Interim Results for the six months ended 30 November 2015

STATEMENT BY THE GROUP CHAIRMAN, JAN G HOLMSTROM

I am pleased to present the interim report of Leeds Group plc ("the Group") for the six months ended 30 November 2015.

The business of Leeds Group is that of a wholesaler of fabrics and haberdashery, and is conducted by its German trading subsidiary Hemmers/Itex Textil Import Export GmbH ("Hemmers") and by Chinoh-Tex Limited, a subsidiary of Hemmers based in Shanghai. These trading companies sell both basic commodity fabrics and also fabrics from their own fashion collections. Approximately half of sales are to retailers, with remaining sales activities divided between wholesalers and the garment manufacturing sector.

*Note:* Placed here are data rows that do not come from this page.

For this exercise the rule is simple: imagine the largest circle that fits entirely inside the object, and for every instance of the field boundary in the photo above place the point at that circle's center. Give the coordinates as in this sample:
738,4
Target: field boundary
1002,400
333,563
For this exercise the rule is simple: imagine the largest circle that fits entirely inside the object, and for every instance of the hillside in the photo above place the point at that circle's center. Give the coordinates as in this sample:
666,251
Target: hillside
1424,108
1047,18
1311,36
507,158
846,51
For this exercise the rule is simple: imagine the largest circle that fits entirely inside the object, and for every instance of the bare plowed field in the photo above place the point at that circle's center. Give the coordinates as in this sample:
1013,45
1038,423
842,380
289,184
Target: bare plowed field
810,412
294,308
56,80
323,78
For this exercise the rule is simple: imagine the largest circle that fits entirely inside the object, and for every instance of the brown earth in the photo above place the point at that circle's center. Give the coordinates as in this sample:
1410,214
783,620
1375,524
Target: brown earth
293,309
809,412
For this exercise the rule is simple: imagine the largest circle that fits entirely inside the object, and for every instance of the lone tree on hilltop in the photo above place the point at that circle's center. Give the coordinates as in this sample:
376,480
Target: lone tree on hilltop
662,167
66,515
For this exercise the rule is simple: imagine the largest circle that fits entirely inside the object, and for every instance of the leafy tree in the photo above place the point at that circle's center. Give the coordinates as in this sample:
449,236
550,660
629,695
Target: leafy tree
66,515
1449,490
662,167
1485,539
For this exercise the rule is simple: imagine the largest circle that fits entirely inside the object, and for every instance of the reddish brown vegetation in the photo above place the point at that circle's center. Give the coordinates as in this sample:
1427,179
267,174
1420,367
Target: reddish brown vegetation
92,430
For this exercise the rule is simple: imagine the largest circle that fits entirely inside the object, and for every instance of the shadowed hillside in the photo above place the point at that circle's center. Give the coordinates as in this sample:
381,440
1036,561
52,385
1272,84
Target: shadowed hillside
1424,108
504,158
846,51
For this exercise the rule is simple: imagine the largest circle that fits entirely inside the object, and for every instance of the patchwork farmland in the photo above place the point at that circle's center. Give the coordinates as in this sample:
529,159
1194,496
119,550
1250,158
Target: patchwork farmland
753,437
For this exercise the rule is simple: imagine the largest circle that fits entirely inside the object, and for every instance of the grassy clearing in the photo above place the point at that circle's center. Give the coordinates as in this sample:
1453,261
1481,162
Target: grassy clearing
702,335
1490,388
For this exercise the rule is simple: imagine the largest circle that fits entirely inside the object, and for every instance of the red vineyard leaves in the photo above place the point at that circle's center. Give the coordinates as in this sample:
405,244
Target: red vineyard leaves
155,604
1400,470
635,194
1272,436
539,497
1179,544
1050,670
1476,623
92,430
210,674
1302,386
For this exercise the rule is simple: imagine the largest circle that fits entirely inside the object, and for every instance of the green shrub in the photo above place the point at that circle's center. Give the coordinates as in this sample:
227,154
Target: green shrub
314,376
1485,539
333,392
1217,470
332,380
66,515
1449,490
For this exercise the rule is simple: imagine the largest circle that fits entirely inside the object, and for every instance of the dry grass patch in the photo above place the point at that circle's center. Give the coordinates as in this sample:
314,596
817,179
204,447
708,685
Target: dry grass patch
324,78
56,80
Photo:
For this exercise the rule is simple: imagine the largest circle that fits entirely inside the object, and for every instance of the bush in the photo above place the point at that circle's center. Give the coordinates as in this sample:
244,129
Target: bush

The Group achieved sales in the period of £18,489,000 (2014: £18,581,000) and made a profit after tax of £692,000 (2014:  £701,000).  Earnings per share were 2.5 pence (2014: 2.5 pence). In the first half of the current financial year, the Euro was, on average, some 10% weaker than it was during the first half of the Group's previous financial year. Given that the Group's purchases are predominantly made in US Dollars while the vast majority of its sales are in Euros, our management team has done well to preserve historic rates of gross margin, and to deliver Group sales and pre-tax profit which, if translated to sterling at constant 2014 exchange rates, would show growth of 8.8% and 8.3% respectively.

In Euro terms, revenue at Hemmers increased by 11.7% to €23,203,000 (2014: €20,775,000) reflecting higher selling prices and volume growth into the retailer customer base. This volume growth was chiefly as a result of increasing the Hemmers share of the purchase requirements of Stoff-Ideen-KMR (KMR), the retail chain in which Hemmers acquired a 50% joint venture interest a year ago. Hemmers pre-tax profit increased by 15.1% to €1,227,000 (2014: €1,066,000).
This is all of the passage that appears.